So, in a nutshell: - github for hosting the docs (in a red/documentation repo) - markdown for the initial format (with eventually some additions) - Nim's documentation layout and style
For the content itself, we need: 1) a user manual (with the same level as the Rebol/Core Manual) 2) a dictionary of the words 3) some tutorials
(1) is the biggest and most important part.
4) a language reference
You mean a language specification document?
Yes. Everything that is not covered by the dictionary.
And stuff at a technical detail that is too much for the user manual.
One of the more important aspects: syntax. But also stuff like: binding, argument passing modes, cor e evaluation semantics.
Language Design/Implementation Reference?
That's a very, very good suggestion Andreas. It won't be easy to write well. Do you think you may have a little time to help with it?
5) a dictionary of values
I always found it strange that the equivalent of the word dictionary for values was hidden away as an appendix in the Rebol user guide. I think such an important aspect of the language needs a more visible presence.
Do you mean like a standard library reference Peter? I have notes for something like a Nutshell series book.
What I'm thinking of is a short explanation of each value! type.
Something like this:
A char! value represents a Unicode code point. It is a number in the range hexadecimal 00 to hexadecimal 10FFFFF.
The literal value of a char! value is of the form #"a" or #"^(0032)".
I would call that a "reference", and could be an appendix in the core user manual.
Listing all the datatypes should be part of 1).
Yes.
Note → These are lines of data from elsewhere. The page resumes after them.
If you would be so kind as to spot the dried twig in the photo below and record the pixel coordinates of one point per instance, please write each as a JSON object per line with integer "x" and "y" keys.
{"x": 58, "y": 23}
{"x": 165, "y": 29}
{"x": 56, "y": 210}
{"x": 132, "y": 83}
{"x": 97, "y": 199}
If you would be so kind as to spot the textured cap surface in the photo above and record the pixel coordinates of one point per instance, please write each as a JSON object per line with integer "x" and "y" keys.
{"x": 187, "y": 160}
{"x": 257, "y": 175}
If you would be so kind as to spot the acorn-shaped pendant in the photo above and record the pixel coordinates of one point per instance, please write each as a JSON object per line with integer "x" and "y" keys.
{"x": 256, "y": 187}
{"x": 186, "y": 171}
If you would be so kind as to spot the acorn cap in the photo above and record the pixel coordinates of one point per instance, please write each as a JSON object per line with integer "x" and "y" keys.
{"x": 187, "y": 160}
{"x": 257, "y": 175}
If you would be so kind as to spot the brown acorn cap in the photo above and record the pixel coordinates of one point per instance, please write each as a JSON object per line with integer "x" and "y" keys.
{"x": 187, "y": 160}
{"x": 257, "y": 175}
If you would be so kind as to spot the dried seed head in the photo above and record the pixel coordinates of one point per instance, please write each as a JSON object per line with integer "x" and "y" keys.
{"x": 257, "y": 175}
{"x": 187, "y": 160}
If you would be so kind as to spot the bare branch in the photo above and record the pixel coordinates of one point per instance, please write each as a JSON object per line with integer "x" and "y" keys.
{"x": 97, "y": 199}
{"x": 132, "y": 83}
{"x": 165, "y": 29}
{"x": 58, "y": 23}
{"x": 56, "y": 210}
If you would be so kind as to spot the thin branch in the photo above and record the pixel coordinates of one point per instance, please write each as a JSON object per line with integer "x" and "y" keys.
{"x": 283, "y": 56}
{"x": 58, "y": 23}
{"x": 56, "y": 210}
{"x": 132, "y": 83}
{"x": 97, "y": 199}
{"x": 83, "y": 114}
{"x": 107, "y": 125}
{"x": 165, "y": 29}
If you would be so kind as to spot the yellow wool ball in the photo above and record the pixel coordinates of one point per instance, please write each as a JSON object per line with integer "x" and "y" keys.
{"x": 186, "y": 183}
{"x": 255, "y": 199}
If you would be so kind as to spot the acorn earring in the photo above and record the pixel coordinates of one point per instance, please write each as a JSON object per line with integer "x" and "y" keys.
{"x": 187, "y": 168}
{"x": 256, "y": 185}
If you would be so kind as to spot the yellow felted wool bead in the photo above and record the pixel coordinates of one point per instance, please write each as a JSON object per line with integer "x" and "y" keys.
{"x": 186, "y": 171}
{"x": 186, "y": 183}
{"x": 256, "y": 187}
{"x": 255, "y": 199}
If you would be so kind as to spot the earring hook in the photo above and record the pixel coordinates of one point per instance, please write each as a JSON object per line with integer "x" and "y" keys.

Working on some of that now.
By the way, a preliminary work would also be to define a lexicon for the basic concepts, like talking about "variables" or not, "assigning a value to a word" vs "giving a meaning to a word in a context". We need to define a common vocabulary so that the docs look consistent regardless of who is writing.
Yes. That will be very important.
I am also wondering if a single entry point for (1) is the best option. We know from Rebol that the learning curve has at least two steps (Carl's lake analogy) the surface and the depth. The surface is very quick and simple to learn, but might be misleading or even confusing for users with a CS background. So, there's a second "advanced" step in the learning process where you usually get the "eureka" moments, once you get things like code/data duality or the nature of definitional and dynamic binding.